Data streamer was developed to serve raw block data to external nodes that need to maintain an up-to-date L2 state.
Any CDK Erigon node can function as both a DS stream server and client, except for the CDK Erigon sequencer, which only has a DS stream server.
Both the SequenceSender and RPC nodes have a DS stream server and client, allowing them to request batches from the CDK Erigon sequencer and serve batches to other nodes.
For instance, the Aggregator has a DS stream client, enabling it to request batch data from the CDK Erigon RPC.
The figure below illustrates the data stream servers and clients in CDK Erigon.
L1 syncing and recovery¶
Another key difference between CDK Erigon and Polygon zkEVM is how they sync with L1. It consists of two parts,
- Firstly, L1 syncing in normal operation mode.
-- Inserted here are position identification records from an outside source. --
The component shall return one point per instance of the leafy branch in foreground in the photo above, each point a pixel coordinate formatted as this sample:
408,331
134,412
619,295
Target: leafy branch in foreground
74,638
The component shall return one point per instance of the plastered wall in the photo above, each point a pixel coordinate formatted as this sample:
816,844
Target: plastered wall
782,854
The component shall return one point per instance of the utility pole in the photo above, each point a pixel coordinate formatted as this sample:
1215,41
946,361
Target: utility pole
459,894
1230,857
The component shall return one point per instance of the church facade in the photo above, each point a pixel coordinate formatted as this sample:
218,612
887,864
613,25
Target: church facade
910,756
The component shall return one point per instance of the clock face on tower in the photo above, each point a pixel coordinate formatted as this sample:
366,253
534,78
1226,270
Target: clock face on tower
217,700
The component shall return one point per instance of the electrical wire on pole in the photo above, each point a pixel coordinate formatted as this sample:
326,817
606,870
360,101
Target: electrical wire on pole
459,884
- Secondly, L1 recovery or DAC recovery is used, depending on whether the network is implemented in rollup or validium mode.
L1 syncing¶
Normal operation mode refers to both the CDK Erigon sequencer and RPC nodes reading all data related to sequences, verifications, and the information needed to build the L1InfoTree from L1 smart contracts.
Each CDK Erigon sequencer or RPC node has its own fully built-in L1InfoTree, which can be queried via the RPC, similar to the Polygon zkEVM node.
Sequences and verifications are primarily needed for GetBatchByNumber
and other API methods like verifiedBatchNumber
.
All sequences are important because the L1InfoTree is used in block building, proving batches, and is essential for the proper functioning of the bridge.
L1 recovery¶
Although it uses the same mechanism as L1 syncing, L1 recovery is performed if data is lost in all instances of Erigon.
Between any two CDK Erigon nodes, either can function as the sequencer while the other serves as the RPC, and these roles are interchangeable. Both nodes store roughly the same data, as each maintains a full L1InfoTree.
If both instances of CDK Erigon are lost, including all backups, it is still possible to retrieve batch data from L1 (or the DAC) and rebuild the state.
This process is called L1 recovery, and it is clearly not part of normal operation mode.
CDK Erigon vs. standard Erigon¶
Next is a quick look at how CDK Erigon is different from standard Erigon.
-
The first difference between CDK Erigon and standard Erigon is the integration of Polygon zkEVM consensus protocols.
-
CDK Erigon is an adaptation of standard Erigon, optimized specifically for L2 scaling solutions where high throughput and reduced transaction costs are of paramount importance.
-
Erigon’s modular design is ideal for the CDK implementation, as it aligns with the underlying modular architecture of Polygon zkEVM.
-
CDK Erigon is designed to seamlessly integrate with the broader Polygon ecosystem, facilitating interoperability with Polygon’s products, services, scaling solutions, and tools.
-
The RPC interface in the CDK implementation is adapted to support the functionalities and optimizations of the zkEVM protocol, enabling more efficient communication and interaction with the network.